Po 6 latach "przyjaźni", "przyjaciółka" powiedziała mi ze przez cały ten czas mnie nienawidziła i zadawała się ze mną tylko po to, żeby mi niszczyć życie. Nagle wszystkie złe rzeczy mi się wyjaśniły - wszystkie problemy ze znajomymi, miłostkami, a nawet z rodziną. Zrobiła to bo była zazdrosna o jakąś pierdołę (typu, że ja miałam rower, a ona nie, choć oczywiście chodziło o coś innego, ale to anonimowe xD). Do tej pory się nie pozbierałam, a minęło już sporo czasu. Więc rozumiem Cię w stu procentach.

justas Odpowiedz

Miałam podobnie w liceum.

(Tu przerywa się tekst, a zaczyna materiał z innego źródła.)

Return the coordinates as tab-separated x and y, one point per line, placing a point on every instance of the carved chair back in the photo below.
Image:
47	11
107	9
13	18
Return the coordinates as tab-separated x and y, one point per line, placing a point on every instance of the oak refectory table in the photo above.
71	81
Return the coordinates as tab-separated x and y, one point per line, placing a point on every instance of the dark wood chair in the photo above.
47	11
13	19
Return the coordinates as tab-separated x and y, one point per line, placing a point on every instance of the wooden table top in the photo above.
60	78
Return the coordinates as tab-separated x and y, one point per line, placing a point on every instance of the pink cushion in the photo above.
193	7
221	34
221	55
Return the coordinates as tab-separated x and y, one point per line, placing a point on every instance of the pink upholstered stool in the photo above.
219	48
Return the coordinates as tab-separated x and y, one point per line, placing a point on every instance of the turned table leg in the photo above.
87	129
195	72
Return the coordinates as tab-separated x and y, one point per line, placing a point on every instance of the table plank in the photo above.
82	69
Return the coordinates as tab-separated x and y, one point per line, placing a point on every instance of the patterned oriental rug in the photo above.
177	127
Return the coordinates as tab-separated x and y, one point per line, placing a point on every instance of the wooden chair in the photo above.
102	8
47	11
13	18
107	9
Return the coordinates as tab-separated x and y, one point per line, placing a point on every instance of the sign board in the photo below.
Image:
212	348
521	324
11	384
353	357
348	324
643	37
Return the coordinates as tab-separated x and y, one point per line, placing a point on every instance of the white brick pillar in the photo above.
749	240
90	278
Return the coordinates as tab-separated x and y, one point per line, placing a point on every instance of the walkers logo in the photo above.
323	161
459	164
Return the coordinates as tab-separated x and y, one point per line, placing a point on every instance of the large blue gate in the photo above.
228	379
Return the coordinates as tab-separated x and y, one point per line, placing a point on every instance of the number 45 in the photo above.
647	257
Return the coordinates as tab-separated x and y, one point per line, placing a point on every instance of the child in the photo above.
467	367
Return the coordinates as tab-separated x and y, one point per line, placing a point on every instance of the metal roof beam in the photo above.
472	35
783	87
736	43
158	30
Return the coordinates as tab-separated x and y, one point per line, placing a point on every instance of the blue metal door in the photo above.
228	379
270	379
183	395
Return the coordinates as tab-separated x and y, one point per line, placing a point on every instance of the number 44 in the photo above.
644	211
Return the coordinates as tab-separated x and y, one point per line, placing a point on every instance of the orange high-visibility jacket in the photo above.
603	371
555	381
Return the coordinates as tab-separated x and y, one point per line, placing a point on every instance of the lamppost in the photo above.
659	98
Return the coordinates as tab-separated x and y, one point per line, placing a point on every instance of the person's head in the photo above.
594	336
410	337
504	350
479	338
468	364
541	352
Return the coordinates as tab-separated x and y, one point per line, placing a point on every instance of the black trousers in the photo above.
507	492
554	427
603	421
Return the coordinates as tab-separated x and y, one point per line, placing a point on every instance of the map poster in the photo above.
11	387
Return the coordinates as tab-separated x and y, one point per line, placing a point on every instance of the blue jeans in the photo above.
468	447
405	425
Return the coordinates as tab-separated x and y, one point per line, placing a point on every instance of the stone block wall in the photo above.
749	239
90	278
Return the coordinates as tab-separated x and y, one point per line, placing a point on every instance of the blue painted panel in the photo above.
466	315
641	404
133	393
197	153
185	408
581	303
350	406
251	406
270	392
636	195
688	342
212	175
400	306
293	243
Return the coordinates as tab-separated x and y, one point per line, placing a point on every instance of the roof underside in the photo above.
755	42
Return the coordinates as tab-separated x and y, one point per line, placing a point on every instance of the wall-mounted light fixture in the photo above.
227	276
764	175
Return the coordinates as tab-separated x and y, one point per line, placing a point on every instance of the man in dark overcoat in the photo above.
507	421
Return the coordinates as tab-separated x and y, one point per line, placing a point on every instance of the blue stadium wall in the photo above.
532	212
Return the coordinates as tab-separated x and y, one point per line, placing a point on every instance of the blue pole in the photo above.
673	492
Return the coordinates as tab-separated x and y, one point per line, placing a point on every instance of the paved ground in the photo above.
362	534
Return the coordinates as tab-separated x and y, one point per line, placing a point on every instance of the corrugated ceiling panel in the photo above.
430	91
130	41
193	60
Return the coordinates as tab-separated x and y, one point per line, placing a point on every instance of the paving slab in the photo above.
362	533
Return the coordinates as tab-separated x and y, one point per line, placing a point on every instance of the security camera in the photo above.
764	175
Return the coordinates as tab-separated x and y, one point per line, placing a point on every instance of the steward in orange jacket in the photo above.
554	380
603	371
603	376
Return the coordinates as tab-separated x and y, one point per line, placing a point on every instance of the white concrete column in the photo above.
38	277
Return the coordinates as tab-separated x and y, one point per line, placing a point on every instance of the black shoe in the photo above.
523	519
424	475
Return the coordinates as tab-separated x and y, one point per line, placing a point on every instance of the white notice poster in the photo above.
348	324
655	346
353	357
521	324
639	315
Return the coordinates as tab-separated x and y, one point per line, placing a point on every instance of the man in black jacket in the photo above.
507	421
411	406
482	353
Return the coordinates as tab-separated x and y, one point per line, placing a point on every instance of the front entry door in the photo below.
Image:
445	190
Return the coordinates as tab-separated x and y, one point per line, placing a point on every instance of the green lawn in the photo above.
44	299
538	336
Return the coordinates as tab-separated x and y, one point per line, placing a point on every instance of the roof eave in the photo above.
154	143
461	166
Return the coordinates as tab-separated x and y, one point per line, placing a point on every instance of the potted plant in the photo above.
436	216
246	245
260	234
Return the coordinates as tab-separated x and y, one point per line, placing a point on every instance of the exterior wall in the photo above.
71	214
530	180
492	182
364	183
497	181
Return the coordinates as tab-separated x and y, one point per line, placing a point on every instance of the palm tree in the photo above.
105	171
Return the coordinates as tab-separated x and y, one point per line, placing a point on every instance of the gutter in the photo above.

Ona tylko udawała przyjaciółkę by przypodobać się nauczycielom, a ja w tamtym okresie bardzo potrzebowałam jakiejś bratniej duszy. Po roku nagle zaczęła mnie traktować jak powietrze, dosłownie. Bardzo bolało. Miałam długotrwałą depresję. Nienawiść trwała wiele lat. Dziś po prostu nie chcę by zaśmiecała mi umysł w urywkach wspomnień. Tak, jest zwykłym śmieciem po prostu. Też nie mam żadnych znajomych, nie umiem zbudować żadnych trwalszych relacji z nowo poznawanymi osobami, czy spotykanymi codziennie.